Ricky Scarlotti was on his feet now, his mouth twisted, his finger raised at Clete. But he never got the chance to speak.

'I brought you some of your own, Ricky,' Clete said.

He jammed a pair of vise grips into Ricky Scarlotti's scrotum and locked down the handles. Ricky Scarlotti's hands grabbed impotently at Clete's wrists while his head reared toward the ceiling.

Clete began backing toward the front door, pulling Ricky Scarlotti with him.

'Work with me on this. You can do it, Mouse. That a boy. Step lively now. Coming through here, gangway for the Mouse!' Clete said, pushing chairs and tables out of the way with his buttocks.

Out on the street he unhooked Scarlotti from the vise grips and bounced him off the side of a parked car, then slapped his face with his open hand, once, twice, then a third time, so hard the inside of Scarlotti's mouth bled.

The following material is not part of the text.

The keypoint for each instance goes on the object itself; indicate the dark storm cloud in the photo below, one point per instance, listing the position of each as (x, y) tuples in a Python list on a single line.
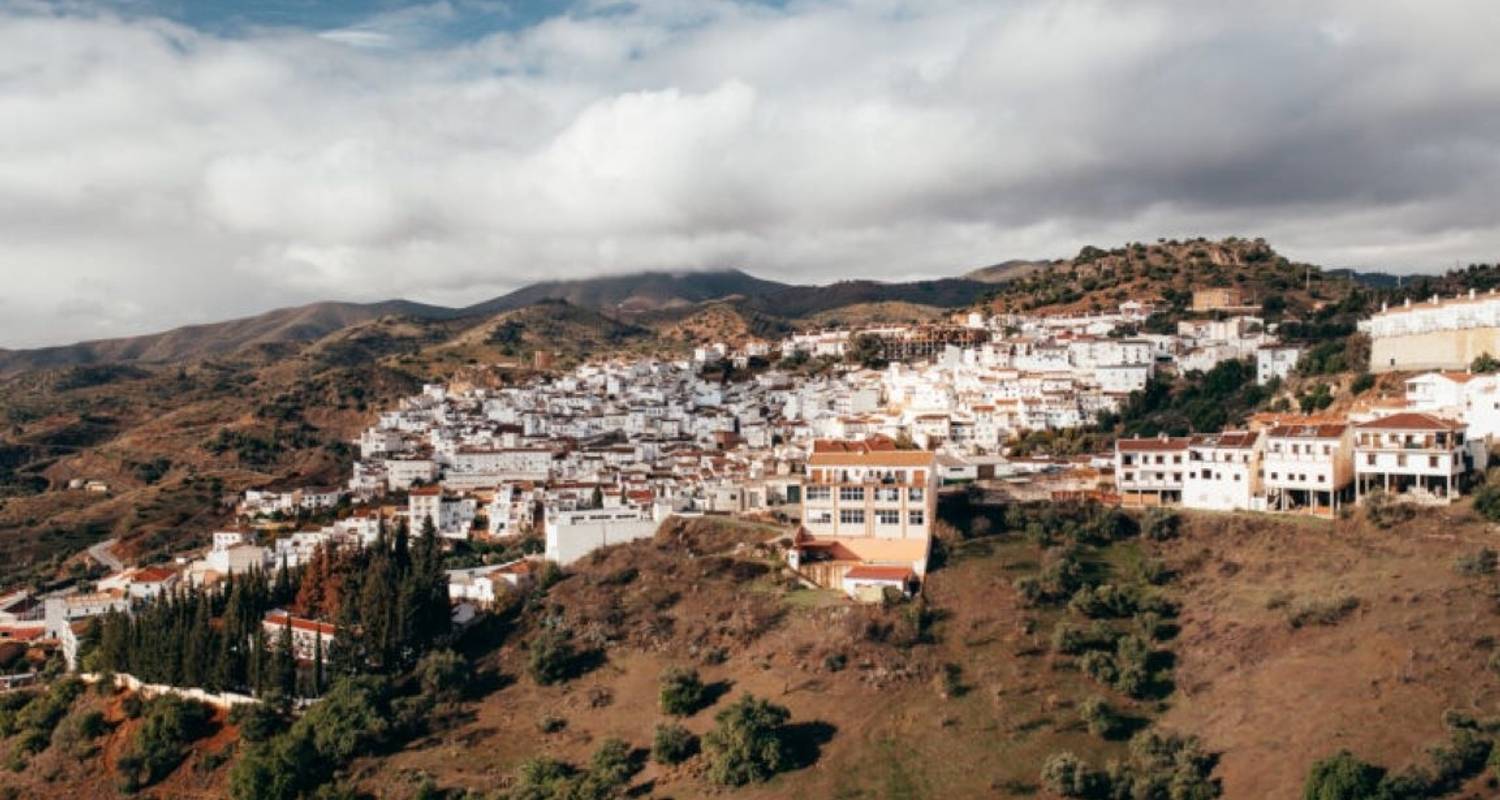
[(153, 173)]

'I'm not carrying, Mouse. Free shot,' Clete said, his hands palm up at his sides now.

But Scarlotti was paralyzed, his mouth hanging open, his lips like red Jell-O. Clete grabbed him by his collar and the back of his belt and flung him to the sidewalk, then picked him up, pushed him forward, and flung him down again, over and over, working his way down the sidewalk, clattering garbage cans along the cement. People stared from automobiles, the streetcar, and door fronts but no one intervened. Then, like a man who knows his rage can never be satiated, Clete lost it. He drove Scarlotti's head into a parking meter, smashing it repeatedly against the metal and glass. A woman across the street screamed hysterically and people began blowing car horns. Clete spun Scarlotti around by his bloodied shirtfront and threw him across a laddered display of flowers under the canvas awning.

'Tell these people why this is happening, Ricky. Tell them how you had a guy's teeth torn out, how you had a woman blindfolded and beaten and held underwater,' Clete said, advancing toward him, his shoes crunching through the scattered potting soil.